A very cool project would be to extend this and try a few policy gradient methods. You could even go ahead an compare it with the value iteration one you just tried (DQN). I did a while ago a tutorial comparing different methods for a simple environment but yours is indeed much cooler.
I just released https://github.com/TensorSwarm/TensorSwarm which allows you to over 100 robots at the same time. At the moment Proximal Policy Optimization is used as it seems to provide the best results.
The backend is a ROS service so you should be able to adopt your robots pretty easily. I’d be also glad to provide you with some support.

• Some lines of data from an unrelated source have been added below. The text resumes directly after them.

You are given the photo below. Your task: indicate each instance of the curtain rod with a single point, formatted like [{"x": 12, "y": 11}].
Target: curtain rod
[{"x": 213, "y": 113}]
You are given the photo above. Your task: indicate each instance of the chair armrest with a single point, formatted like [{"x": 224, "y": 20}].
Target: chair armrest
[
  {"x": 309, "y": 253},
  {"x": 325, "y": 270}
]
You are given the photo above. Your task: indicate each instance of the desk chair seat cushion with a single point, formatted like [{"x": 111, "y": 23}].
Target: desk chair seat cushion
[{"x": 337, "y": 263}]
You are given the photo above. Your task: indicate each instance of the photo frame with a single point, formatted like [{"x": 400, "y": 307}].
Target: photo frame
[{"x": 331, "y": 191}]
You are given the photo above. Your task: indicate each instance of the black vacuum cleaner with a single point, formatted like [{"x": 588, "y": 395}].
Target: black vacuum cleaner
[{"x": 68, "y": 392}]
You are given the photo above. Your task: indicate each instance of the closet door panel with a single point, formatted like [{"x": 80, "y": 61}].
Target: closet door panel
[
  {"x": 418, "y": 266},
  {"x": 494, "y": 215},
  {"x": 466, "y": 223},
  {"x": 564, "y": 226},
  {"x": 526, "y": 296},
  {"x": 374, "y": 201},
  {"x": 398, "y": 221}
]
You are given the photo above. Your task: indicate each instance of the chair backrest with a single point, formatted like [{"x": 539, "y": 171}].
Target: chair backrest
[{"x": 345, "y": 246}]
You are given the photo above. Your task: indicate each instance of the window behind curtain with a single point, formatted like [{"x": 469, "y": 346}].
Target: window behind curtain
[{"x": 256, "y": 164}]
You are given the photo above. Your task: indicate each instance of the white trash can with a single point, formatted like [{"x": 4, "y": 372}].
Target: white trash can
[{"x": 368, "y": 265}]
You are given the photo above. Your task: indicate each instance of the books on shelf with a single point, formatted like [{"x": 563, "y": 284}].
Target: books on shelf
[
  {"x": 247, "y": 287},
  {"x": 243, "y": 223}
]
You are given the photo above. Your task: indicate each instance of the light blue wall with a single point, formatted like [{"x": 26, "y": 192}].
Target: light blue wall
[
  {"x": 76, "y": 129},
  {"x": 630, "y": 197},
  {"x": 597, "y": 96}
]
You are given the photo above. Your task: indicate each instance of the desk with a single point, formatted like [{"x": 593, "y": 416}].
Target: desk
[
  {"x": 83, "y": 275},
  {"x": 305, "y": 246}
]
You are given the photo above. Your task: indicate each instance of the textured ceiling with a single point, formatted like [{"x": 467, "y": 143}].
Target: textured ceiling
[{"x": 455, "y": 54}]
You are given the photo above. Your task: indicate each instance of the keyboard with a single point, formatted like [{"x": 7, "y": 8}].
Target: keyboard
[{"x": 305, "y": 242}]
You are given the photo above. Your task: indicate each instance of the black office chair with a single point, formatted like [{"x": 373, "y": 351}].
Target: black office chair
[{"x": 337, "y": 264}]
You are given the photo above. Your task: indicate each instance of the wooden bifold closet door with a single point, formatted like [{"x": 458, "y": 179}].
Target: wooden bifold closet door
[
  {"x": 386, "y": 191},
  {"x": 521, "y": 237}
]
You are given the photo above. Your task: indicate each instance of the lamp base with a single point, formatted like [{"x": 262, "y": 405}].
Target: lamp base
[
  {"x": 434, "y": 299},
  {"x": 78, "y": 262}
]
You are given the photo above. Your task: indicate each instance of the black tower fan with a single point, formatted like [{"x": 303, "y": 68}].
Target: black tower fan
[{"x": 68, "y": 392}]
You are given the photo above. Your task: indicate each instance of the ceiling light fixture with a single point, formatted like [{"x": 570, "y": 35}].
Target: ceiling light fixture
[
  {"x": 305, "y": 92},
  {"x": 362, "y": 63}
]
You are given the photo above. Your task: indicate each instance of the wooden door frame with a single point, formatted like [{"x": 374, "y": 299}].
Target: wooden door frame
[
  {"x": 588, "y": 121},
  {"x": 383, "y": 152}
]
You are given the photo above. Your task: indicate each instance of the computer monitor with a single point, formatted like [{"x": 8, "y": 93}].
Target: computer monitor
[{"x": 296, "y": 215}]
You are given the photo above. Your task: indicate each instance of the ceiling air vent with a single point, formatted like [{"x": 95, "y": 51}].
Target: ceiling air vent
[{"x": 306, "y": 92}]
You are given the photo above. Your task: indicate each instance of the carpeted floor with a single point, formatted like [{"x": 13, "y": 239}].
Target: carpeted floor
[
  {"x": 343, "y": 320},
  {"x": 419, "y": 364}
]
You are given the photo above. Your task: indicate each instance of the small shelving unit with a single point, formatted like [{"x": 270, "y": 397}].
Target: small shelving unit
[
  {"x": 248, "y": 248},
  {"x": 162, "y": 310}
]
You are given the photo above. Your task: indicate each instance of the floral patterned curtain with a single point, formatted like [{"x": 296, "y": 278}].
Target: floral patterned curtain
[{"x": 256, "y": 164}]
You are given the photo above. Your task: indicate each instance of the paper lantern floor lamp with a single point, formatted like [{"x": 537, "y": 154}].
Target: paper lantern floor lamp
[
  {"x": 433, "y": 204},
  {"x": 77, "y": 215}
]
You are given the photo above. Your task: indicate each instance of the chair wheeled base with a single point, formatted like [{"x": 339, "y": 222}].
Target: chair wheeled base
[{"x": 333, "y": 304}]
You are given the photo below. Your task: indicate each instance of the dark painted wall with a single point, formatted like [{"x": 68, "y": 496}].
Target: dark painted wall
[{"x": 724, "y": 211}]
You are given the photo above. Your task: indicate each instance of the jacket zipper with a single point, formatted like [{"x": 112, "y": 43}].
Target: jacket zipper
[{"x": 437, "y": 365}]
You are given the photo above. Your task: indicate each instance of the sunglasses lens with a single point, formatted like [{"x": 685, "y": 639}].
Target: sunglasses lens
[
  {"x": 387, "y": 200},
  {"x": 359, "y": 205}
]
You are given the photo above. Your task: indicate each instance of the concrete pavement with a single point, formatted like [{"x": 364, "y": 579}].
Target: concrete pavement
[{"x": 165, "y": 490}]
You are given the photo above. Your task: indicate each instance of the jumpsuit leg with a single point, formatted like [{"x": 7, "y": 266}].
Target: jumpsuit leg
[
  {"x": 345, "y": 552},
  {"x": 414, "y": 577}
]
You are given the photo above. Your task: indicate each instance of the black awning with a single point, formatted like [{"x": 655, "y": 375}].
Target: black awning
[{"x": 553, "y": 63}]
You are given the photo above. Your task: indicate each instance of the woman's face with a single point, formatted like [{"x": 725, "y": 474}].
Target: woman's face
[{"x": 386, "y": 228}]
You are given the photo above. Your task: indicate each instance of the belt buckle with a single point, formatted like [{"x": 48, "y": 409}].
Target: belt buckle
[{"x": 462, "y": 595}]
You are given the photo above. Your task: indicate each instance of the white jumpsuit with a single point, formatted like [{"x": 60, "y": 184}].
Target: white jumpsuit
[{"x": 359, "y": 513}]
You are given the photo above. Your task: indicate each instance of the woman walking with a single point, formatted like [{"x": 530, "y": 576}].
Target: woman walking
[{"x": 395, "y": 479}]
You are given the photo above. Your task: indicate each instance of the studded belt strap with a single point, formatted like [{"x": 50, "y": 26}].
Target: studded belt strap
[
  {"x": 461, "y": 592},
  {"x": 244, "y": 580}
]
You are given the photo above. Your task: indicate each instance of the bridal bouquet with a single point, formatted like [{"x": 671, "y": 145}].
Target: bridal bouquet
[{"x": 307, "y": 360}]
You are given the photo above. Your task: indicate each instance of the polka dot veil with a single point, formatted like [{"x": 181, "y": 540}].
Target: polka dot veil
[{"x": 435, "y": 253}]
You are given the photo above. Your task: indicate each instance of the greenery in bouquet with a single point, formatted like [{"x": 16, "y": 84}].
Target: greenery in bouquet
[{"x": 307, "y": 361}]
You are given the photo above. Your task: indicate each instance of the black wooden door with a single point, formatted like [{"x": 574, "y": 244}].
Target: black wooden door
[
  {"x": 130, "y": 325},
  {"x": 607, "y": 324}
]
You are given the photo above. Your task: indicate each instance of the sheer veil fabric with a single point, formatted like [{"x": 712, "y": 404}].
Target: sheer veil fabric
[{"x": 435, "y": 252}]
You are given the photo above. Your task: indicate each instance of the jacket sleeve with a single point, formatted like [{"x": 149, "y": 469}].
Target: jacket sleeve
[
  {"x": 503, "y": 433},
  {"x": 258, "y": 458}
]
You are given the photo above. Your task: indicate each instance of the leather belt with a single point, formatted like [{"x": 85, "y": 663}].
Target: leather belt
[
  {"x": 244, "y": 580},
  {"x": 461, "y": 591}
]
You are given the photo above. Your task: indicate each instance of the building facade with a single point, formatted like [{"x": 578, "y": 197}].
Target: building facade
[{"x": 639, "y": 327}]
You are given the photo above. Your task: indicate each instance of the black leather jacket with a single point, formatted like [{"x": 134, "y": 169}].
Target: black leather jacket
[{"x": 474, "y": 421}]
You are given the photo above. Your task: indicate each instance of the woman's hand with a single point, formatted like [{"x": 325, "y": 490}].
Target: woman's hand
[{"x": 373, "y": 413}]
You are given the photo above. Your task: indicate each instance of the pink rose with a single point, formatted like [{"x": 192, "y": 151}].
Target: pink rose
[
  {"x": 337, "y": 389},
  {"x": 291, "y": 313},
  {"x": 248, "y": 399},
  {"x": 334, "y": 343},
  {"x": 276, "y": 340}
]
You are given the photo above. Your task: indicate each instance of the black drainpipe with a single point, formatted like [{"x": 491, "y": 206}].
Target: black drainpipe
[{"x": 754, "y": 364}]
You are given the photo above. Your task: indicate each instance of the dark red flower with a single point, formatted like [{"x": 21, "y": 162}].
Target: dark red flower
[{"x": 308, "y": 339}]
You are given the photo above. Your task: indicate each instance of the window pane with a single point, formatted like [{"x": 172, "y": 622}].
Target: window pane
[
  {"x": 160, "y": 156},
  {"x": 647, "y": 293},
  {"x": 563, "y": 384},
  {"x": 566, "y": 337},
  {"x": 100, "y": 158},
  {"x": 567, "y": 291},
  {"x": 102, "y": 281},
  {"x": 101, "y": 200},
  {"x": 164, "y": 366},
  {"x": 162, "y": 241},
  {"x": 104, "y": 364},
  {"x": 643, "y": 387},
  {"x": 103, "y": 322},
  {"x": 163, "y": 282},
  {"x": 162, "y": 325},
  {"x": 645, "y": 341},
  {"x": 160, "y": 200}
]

I’m studying on using reincorcement learning for turtlebot3. And I tried various reinfocement algorithm with gym-gazebo. Next step try on real turtlebot3 not simulation. Have you tried it on a real Turtlebot3?
Hello @Ozdenur_Ucar, glad to hear you’ve been using gym-gazebo. We are about to release a few additional algorithms so in case you’re interested, I’d suggest to stay tuned for them!
Hi everyone
I am currently training turtle bot 3 using DQN from ROBOTIS.com. I will later do real- world simulation. My current simulation on gazebo shows a lot of collision for the turtlebot. Is there anywhere I could reduce the collisions? Or do I have to use a different optimizer?